All of lore.kernel.org
 help / color / mirror / Atom feed
From: Kevin Wolf <kwolf@redhat.com>
To: Stefan Hajnoczi <stefanha@gmail.com>
Cc: Anthony Liguori <aliguori@us.ibm.com>,
	Dor Laor <dlaor@redhat.com>,
	Stefan Hajnoczi <stefanha@linux.vnet.ibm.com>,
	Marcelo Tosatti <mtosatti@redhat.com>,
	qemu-devel <qemu-devel@nongnu.org>, Avi Kivity <avi@redhat.com>,
	Adam Litke <agl@us.ibm.com>
Subject: Re: [Qemu-devel] live block copy/stream/snapshot discussion
Date: Tue, 12 Jul 2011 18:10:26 +0200	[thread overview]
Message-ID: <4E1C71F2.4030507@redhat.com> (raw)

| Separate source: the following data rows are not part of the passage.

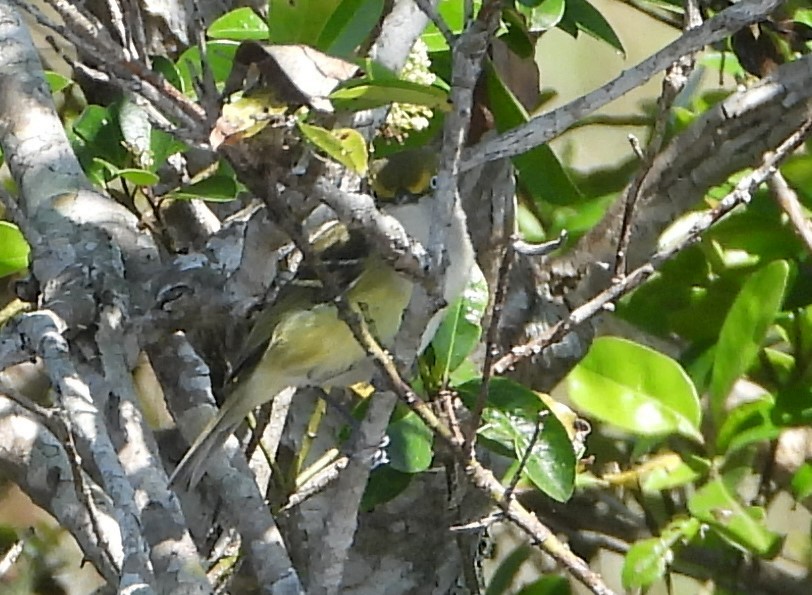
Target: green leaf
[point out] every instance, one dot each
(647, 560)
(453, 14)
(749, 422)
(744, 329)
(139, 177)
(802, 482)
(163, 145)
(674, 473)
(410, 444)
(344, 145)
(505, 395)
(217, 188)
(540, 171)
(551, 464)
(547, 585)
(56, 81)
(14, 249)
(298, 22)
(220, 57)
(239, 25)
(169, 71)
(715, 504)
(637, 389)
(507, 571)
(544, 15)
(581, 15)
(96, 138)
(461, 328)
(385, 484)
(369, 94)
(349, 25)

In-Reply-To: <CAJSP0QXwEY7wKYD=vQf1H4nLKzccemNSbNauaMSK8GQgoHrbfw@mail.gmail.com>

Am 12.07.2011 17:45, schrieb Stefan Hajnoczi:
>>>> Image streaming API
>>>> ===================
>>>>
>>>> For leaf images with copy-on-read semantics, the stream commands allow the user
>>>> to populate local blocks by manually streaming them from the backing image.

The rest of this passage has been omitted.